My main research interests are in bioinformatics and computational biology, focusing on statistical signal processing, machine learning, control systems and optimization. The following are some specific topics that I've been working on.

  1. Extracting the cellular hierarchy underlying high-dimensional single-cell data

    Flow cytometry and the next-generation mass cytometry technologies capture the heterogeneity of biological systems by providing multiparametric measure-ments of single cells. Even as cytometry technology is rapidly advancing, methods for analyzing this complex data lag behind. Traditional flow cytometry analysis is often a subjective and labor-intensive process that requires users’ deep understanding of the cellular phenotypes underlying the data. Furthermore, the advent of mass cytometry is quickly increasing the dimensionality of the data, making the traditional analysis approaches a critical bottleneck. We developed a novel analytical approach, Spanning-tree Progression Analysis of Density-normalized Events (SPADE), to objectively analyze single-cell data in a robust and unsupervised manner. Briefly, SPADE views a single-cell cytometric dataset as a high-dimensional point cloud of cells, and uses topological methods to reveal the geometry of the cloud. Based on preliminary data, this geometry reveals distinct subpopulation of cells and a likely cellular hierarchy underlying the data.

  2. Discovering Biological Progression underlying Gene Expression Data

    The majority of microarray data analysis methods in the literature focus on identifying differencec between sample groups (normal vs. cancer, treated vs. control), i.e. unsupervised clustering, supervised classfication and various forms of statistical tests. These methods are essentially asking the same question, what is the difference between group A and group B. The differences among samples within the same group have been ignored. To explore this information, we developed a new computational method, termed Sample Progression Discovery (SPD). SPD aims to identify an underlying progression among individual samples, both within and across sample groups. We view SPD as a hypothesis generation tool when applied to datasets where the progression is unclear. For example, when applied to a microarray dataset of cancer samples, SPD assumes that the cancer samples collected from individual patients represent different stages during an intrinsic progression underlying cancer development. The inferred relationship among the samples may therefore indicate a trajectory or hierarchy of cancer progression, which serves as a hypothesis to be tested.

  3. Simultaneous classification and class discovery

    Classification methods are commonly divided into two categories: unsupervised versus supervised. Because the class label information is not involved in unsupervised methods, they have the ability to discover new classes. However, they carry the risk of producing non-interpretable results. On the other hand, supervised methods will always find a decision rule that interprets the different classes. However, in supervised methods, the class label information plays such an important role that it confines the supervised methods by defining the number of possible classes. Consequently, supervised methods do not have the ability to discover new classes. The limitations of unsupervised and supervised methods motivated us to propose a semi-supervised classification method, which utilizes the class label information to a less important role so as to perform class discovery and classification simultaneously.

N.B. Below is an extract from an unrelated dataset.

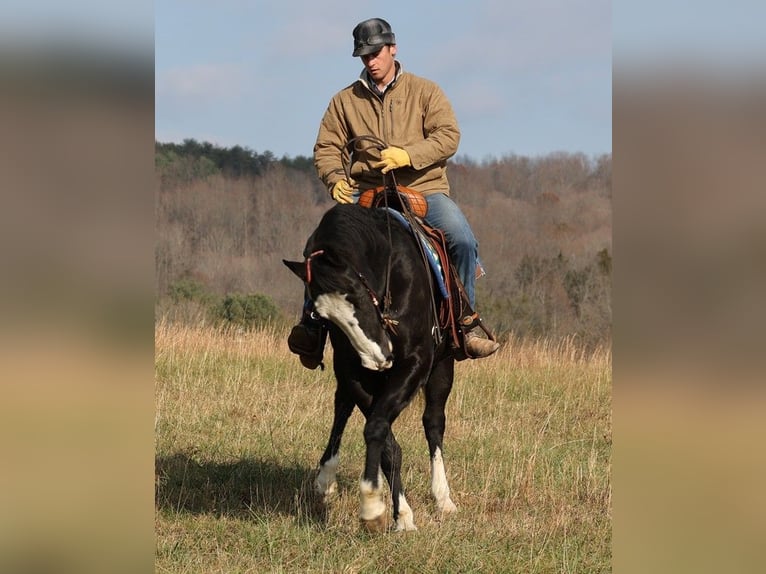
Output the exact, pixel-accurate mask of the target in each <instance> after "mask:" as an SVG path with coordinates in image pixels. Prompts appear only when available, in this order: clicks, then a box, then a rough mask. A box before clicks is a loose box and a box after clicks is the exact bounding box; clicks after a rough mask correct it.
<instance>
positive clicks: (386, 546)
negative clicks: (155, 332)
mask: <svg viewBox="0 0 766 574" xmlns="http://www.w3.org/2000/svg"><path fill="white" fill-rule="evenodd" d="M285 336H286V334H285V333H283V332H281V331H277V330H271V331H270V330H264V331H260V332H252V333H251V332H241V333H236V332H228V333H225V332H221V331H216V330H212V329H203V328H186V327H178V326H172V325H168V324H165V323H160V324H158V326H157V329H156V406H157V414H156V432H155V436H156V485H157V490H156V513H155V516H156V525H155V529H156V539H157V545H156V570H157V572H173V573H181V572H187V573H192V572H194V573H197V572H199V573H214V572H220V573H227V574H231V573H237V572H253V573H256V572H259V573H260V572H301V573H303V572H359V573H362V572H369V573H378V572H423V573H429V574H430V573H434V572H438V573H442V572H460V573H464V572H491V573H495V572H521V573H532V572H609V571H610V570H611V564H610V558H611V554H610V547H611V523H610V502H611V486H610V454H611V405H610V397H611V359H610V354H609V351H608V350H599V351H597V352H595V353H593V354H591V355H588V356H582V354H580V353H579V352H578V350H577V348H576V347H575V346H574V345H572V344H571V343H564V344H561V345H557V346H554V345H549V344H545V343H537V344H522V343H519V342H516V341H513V340H511V341H509V342H507V343H506V344H505V345H504V347H503V348H501V350H500V351H499V352H498V353H497V355H496V356H494V357H492V358H490V359H486V360H482V361H464V362H461V363H459V364H458V365H457V369H456V382H455V388H454V390H453V393H452V396H451V397H450V401H449V403H448V405H447V433H446V437H445V464H446V468H447V475H448V479H449V481H450V487H451V491H452V498H453V500H454V501H455V503H456V504H457V506H458V509H459V511H458V513H456V514H454V515H451V516H449V517H447V518H445V519H444V520H443V521H441V520H437V519H436V517H435V516H433V514H432V512H433V506H432V503H431V499H430V493H429V484H430V476H429V472H430V471H429V461H428V449H427V446H426V442H425V438H424V437H423V432H422V428H421V425H420V416H421V413H422V402H421V399H420V397H418V398H416V400H415V401H414V402H413V404H412V405H411V406H410V408H408V409H407V410H406V411H405V412H404V413H403V414H402V416H401V417H400V418H399V420H397V422H396V423H395V425H394V431H395V433H396V435H397V439H398V440H399V442H400V444H401V445H402V450H403V457H404V460H403V469H402V478H403V482H404V487H405V489H406V491H407V498H408V500H409V502H410V505H411V506H412V508H413V511H414V513H415V522H416V524H417V526H418V528H419V530H418V531H416V532H407V533H393V532H391V533H388V534H383V535H370V534H367V533H366V532H364V531H362V530H361V529H360V526H359V522H358V518H357V514H358V484H357V483H358V478H359V476H360V474H361V471H362V463H363V457H364V441H363V439H362V425H363V420H362V417H361V415H360V414H359V413H358V412H355V413H354V415H353V416H352V418H351V420H350V422H349V425H348V428H347V430H346V433H345V435H344V442H343V447H342V450H341V466H340V469H339V476H338V481H339V492H338V494H337V496H336V497H335V499H334V500H333V501H332V503H331V504H330V505H329V506H328V507H321V506H320V505H318V504H317V502H316V501H315V500H314V498H313V497H312V495H311V484H312V481H313V477H314V471H315V468H316V465H317V462H318V460H319V457H320V455H321V454H322V451H323V449H324V446H325V443H326V441H327V436H328V433H329V428H330V423H331V420H332V397H333V393H334V378H333V375H332V370H331V368H328V370H327V371H325V372H319V371H307V370H306V369H303V368H302V367H301V366H300V364H299V362H298V361H297V360H296V359H295V357H294V356H293V355H291V354H290V353H289V351H288V350H287V346H286V344H285ZM326 358H327V357H326ZM328 364H329V363H328ZM389 509H390V505H389Z"/></svg>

  4. Information theoretic approaches for reconstructing gene regulatory networks.

    Information theoretic approaches are increasingly being used for reconstructing gene regulatory networks from gene expression microarray data. Most information theoretic approaches start by computing the pairwise mutual information between all possible pairs of genes, resulting in a mutual information matrix, which is then manipulated to identify regulatory relationships. Computing the mutual information matrix is quite time-consuming. For an example set consisting of 336 samples and 9563 genes, the state-of-art algorithm, ARACNE, takes about 142 hours to compute the mutual information matrix. We present two independent methods to reduce the computation time: one is based on spectral graph theory, and the other is by reformulation the order of calculations. The two methods reduce the computation time by 84% and 98%, respectively.

  5. Non-invasive PET parametric imaging

    PET is a method for imaging neural receptors, which helps monitoring biochemical processes. In PET study, an arterial input function is usually required, which involves very painful and risky invasive measurements. To avoid the input function, one possible approach is to manually derive a reference region. In our study, we provide an alternative approach. Based on a novel idea called activity-subspace, we are able to estimate the input function, without requiring any further measurement from PET experiments.